The sentences of old folk can meander like a kite on a windy day, but listening is patience. It is waiting as a grandfather stitches memory together and tells tales of a different Singapore that will be lost with his passing. You cannot appreciate a nation's present if you haven't listened attentively to its past.

Yet old folk must pay attention, too, for the young are restless messengers of new ideas. In conservative nations an outdated hierarchy of speech persists, wherein women and children must be the listeners, not the listened to. It is underpinned by conceit for it suggests every voice does not matter, when of course it does.

We need not check our hearing, but only recalibrate our ability to listen. So read aloud a passage from a lyrical book. So remind yourself at parties, as I should, of the writer Russell Baker's warning:

"When you're talking up a storm so brilliant, so charming that you can hardly believe how wonderful you are, pause just a moment and listen to yourself. It's good for the soul to hear yourself as others hear you, and next time maybe... you will not talk so much, so loudly, so brilliantly, so charmingly, so utterly shamefully foolishly."

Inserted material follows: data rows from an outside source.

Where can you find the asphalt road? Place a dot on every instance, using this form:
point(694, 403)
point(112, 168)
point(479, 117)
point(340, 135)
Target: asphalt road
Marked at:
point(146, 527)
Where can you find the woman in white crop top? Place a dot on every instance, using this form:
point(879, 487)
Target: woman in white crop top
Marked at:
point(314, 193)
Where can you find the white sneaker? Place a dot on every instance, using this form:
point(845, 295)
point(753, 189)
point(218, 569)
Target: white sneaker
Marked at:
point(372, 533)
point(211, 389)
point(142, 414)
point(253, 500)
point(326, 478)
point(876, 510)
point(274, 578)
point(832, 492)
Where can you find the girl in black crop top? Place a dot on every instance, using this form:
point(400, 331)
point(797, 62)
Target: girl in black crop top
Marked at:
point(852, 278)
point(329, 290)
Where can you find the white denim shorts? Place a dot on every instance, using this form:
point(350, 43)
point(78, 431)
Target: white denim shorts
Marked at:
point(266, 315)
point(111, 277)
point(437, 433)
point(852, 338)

I am trying to open my ears. It is why two months ago - to the laughter of my daughter - I pressed a stethoscope against her stomach. My mind closed the door on every distraction and I waited for it, this faint yet frequent sound which a doctor friend had told me about.

There... yes... I swear I heard it... did I? Maybe it was just my imagination, but it scarcely mattered. I was listening for my granddaughter's heartbeat and listening to life.